Croiser les données, pas si facile

Sur la détection des ménages, une dizaine de collectivités, emmenées par l’association Amorce, se sont même essayées au « big data » : en croisant les données sur la performance énergétique des logements (diagnostic de performance énergétique, données des gestionnaires de réseau) et la situation des habitants (taxe d’habitation, signalement au CCAS, etc.), le programme Pacte-15 visait à massifier la détection des profils à risque, mais il s’est heurté, jusqu’ici, à la réglementation sur la protection des données personnelles.

Viennent ensuite l’information et l’accompagnement des ménages. Là aussi, les pratiques sont très hétéro­gènes selon les territoires et pas toujours faciles à appréhender. « Les agencements peuvent être très spécifiques d’une collectivité à l’autre, entre une internalisation plus ou moins poussée des services et le recours à divers prestataires et associations », détaille Oriane­ ­Cébile, conseillère « climat-énergie » à Intercommunalités de France.

« Globalement, il existe un besoin de clarification car il peut y avoir jusqu’à dix acteurs positionnés à différents échelons de la chaîne », remarque-t-elle.

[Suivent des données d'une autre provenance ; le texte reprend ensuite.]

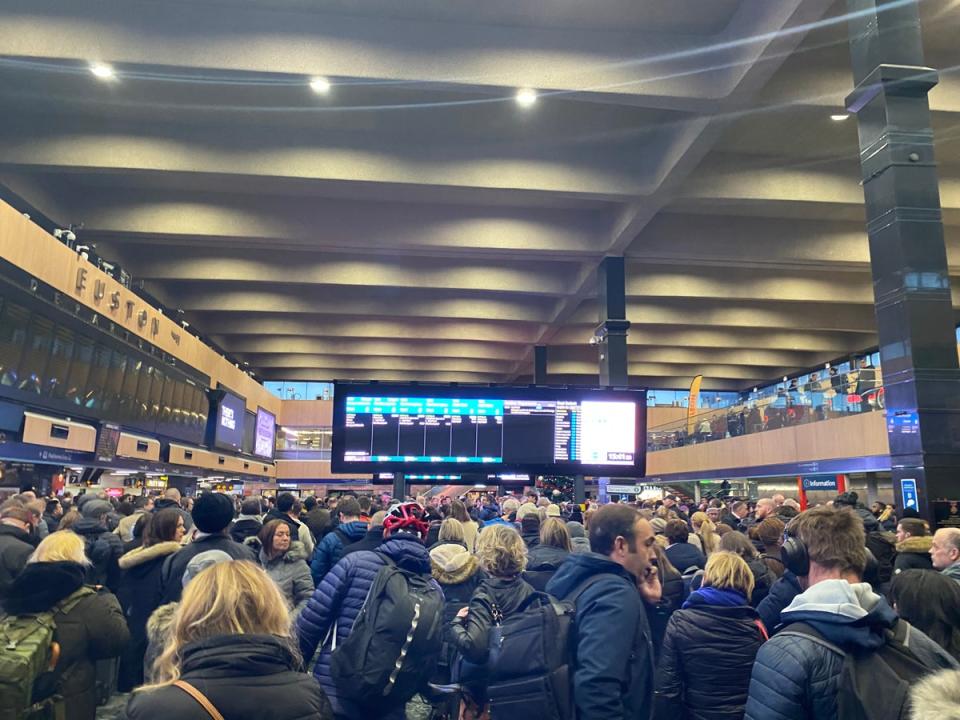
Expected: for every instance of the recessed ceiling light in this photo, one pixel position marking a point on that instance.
(102, 71)
(526, 97)
(320, 85)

Un guichet unique pour la rénovation

De ce point de vue, la loi « climat et résilience » du 22 août 2021 a donné, selon elle, un « coup d’accélérateur » en clarifiant les prérogatives du service public de la performance énergétique de l’habitat, dont la collectivité et ses groupements sont désignés comme l’échelon de référence. La promotion d’un guichet unique est renforcée avec une seule marque nationale, France Rénov’, et la réunion sous cette étiquette de tous les guichets existants (point rénovation information service, espace info énergie…).

Surtout, la loi prévoit qu’un accompagnement aux travaux deviendra obligatoire à compter de 2023 pour bénéficier de MaPrimeRénov’. « Mon accompagnateur rénov’ », qui pourra être un acteur public ou privé, devra notamment aider les ménages à élaborer leur projet de rénovation, à mobiliser toutes les aides financières et à choisir des professionnels compétents.

Le besoin est important car, « pour l’instant, il y a un gros déficit d’accompagnement », estime Marie Moisan, au Cler. Mais, comme souvent, le dispositif bute sur la question des financements.

Pour l’heure, le service public de la performance énergétique de l’habitat est financé par le programme Sare, dont l’enveloppe dédiée pourra atteindre 200 millions d’euros sur la période 2020-2024. Les régions sont invitées à doubler la mise. « Les opérateurs sont rémunérés à l’acte, ce qui peut éventuellement être adapté à un service existant, mais est insuffisant pour démarrer », constate Oriane Cébile, à Intercommunalités de France.